Te recuerdo dando saltos por la playa, pidiéndome la mano para acompañarte despacio hacia el agua. Primero los dedos delicados hundiéndose en la arena mojada, luego tus pequeñas piernas y dos minutos más tarde y tan sólo se desdibujaba tu nariz por encima. Tus ojos almendrados sonriendo. Pidiendo que no me soltara. Y entraba poco a poco para complacerte, y porque el agua de mar es lo mejor del mundo para curar todas las heridas; hacia frío pero nos reíamos y jugábamos como dos personillas pequeñas. Como dos jóvenes que han aprendido a quererse en algún momento que ya no recordamos. Me subo a tus rodillas y dices que soy liviana como el aire, que quieres llevarme más adentro.
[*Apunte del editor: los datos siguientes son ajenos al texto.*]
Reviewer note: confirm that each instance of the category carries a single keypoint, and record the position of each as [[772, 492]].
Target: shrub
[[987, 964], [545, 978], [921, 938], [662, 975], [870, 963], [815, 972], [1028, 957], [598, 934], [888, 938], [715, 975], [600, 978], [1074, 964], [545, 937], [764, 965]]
Yo quería hacer piruetas debajo del agua y enviarte besos, hacerte cosquillas submarinas, ver peces navegando entre tus piernas. Hacer el muerto encima del agua, que sensación tan placentera. Cerrar los ojos y dejarse llevar, pensar que en ese instante ya no existe nadie más, que somos tú y yo unidos por una extraña vibración de olas, casi rozarnos, por una corriente marina. Que te aproxima y te aleja a la vez. Creíamos ver pasar la vida rápido, un intenso instante que se convertía en un todo.
Al salir siempre hacía frío, y nos acurrucábamos buscando cobijo encima de la toalla, siempre tan bien puesta y preparada. El sol nos saludaba y le dábamos las gracias por quedarse todo el día con nosotros.
Ese verano así, sencillo e inocente es el mejor recuerdo de los dos.